Two weeks with Vim - iuguy
http://soledadpenades.com/2010/11/15/two-weeks-with-vim/
======
jhrobert
I am a wordstar guy, I started with CP/M...

For years I enjoyed Borland products, they used Wordstar key bindings.

And then one day it stopped working. I simply had to use the mouse.

I was shocked.

It took me years to recover. I hated it.

Call me a masochist, a few years ago I tried Emacs, it was the only editor
with syntax enlighting for Ruby at the time.

Except it was not working, or at least it was not working for me.

I had learned a little bit of lisp however, so it was not a total waste of
time.

A few ago I was so frustrated with my editor (Notepad++), that I decided to
give Vim a try.

Well... I am french. I can tell you that using Vim with a french keyboard is
hell. That, plus copy/paste with the mouse working erratically (that is: more
or less depending on the current "mode")... I quickly got frustrated again.
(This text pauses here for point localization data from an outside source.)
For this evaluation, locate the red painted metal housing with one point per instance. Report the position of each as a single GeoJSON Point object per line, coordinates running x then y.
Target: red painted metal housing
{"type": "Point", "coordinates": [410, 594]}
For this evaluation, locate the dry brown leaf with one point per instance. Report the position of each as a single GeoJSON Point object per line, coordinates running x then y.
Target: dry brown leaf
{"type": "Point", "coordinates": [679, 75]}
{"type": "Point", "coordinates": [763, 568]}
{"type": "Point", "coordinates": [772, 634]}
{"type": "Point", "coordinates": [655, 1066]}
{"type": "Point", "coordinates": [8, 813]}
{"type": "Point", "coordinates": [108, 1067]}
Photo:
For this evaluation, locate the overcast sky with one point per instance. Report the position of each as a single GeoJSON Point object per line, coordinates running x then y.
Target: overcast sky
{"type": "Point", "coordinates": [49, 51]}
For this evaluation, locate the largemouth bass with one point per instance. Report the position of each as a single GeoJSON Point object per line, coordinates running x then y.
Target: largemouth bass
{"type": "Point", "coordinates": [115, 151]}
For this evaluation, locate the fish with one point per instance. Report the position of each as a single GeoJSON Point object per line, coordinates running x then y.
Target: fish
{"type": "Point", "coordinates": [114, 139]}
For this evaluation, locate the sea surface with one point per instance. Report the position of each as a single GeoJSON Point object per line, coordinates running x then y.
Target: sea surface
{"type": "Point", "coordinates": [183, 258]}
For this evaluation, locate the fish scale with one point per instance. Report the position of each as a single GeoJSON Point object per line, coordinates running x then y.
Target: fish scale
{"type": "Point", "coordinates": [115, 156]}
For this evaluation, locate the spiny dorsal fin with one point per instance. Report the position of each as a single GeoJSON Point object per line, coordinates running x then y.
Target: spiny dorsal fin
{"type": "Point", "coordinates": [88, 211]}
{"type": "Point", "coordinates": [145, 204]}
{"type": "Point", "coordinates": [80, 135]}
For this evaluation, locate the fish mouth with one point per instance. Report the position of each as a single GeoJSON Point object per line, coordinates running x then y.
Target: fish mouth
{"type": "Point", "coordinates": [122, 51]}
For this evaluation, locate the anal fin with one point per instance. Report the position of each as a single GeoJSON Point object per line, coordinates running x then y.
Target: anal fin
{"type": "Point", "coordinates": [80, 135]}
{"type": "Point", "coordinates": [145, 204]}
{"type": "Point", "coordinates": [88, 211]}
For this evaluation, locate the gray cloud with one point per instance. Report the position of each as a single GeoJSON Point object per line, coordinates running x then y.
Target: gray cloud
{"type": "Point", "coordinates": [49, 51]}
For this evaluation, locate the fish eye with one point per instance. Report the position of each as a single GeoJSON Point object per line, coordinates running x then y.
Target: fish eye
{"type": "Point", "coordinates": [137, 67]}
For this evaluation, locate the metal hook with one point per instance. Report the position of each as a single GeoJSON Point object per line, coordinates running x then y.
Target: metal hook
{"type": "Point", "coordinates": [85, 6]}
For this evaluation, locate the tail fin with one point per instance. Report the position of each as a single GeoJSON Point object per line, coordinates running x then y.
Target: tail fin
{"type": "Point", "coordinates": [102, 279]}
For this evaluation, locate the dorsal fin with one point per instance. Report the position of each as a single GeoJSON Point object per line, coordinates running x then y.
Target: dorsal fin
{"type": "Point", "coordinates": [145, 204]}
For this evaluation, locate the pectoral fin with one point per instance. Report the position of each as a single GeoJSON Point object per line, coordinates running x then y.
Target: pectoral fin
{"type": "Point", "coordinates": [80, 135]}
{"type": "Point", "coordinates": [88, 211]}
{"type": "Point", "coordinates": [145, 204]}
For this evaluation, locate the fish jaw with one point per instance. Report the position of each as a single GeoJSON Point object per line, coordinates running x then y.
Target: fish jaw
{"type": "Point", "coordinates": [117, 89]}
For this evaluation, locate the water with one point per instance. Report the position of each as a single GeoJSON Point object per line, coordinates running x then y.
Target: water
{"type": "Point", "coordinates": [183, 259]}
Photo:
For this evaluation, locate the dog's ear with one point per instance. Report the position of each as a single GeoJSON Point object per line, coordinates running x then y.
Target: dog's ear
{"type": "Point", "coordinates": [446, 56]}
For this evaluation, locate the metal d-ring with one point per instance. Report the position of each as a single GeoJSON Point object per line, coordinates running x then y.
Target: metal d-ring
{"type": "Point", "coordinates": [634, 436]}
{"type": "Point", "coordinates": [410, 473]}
And then, boom, my netbook's hard drive goes back to his creator and I am
forced to switch to my Linux netbook. No more Notepad++ there. I am back with
SciTe.

Now my friends, may be you will understand it better when I will tell you a
little secret I am sligthly ashamed of:

    
    
      My project is mainly ONE big file, almost 12 000 lines of code, even the CSS that I used in in it.
    

No more buffers, no more windows, no more subdirectory to navigate.

Just one big file.

Heaven.

I wish I had seen the ligth before.

All I miss is a little post processor tool, with which I could define
"sections" in my big file. Sections that it will dispatch into their own
little files.

And when I will move to git, I will write it, and I will make it
"bidirectortional", so that I can fetch back changed files, fetch them back
into my BIG file that is.

One big file. Simplicity.

Don't worry, be happy.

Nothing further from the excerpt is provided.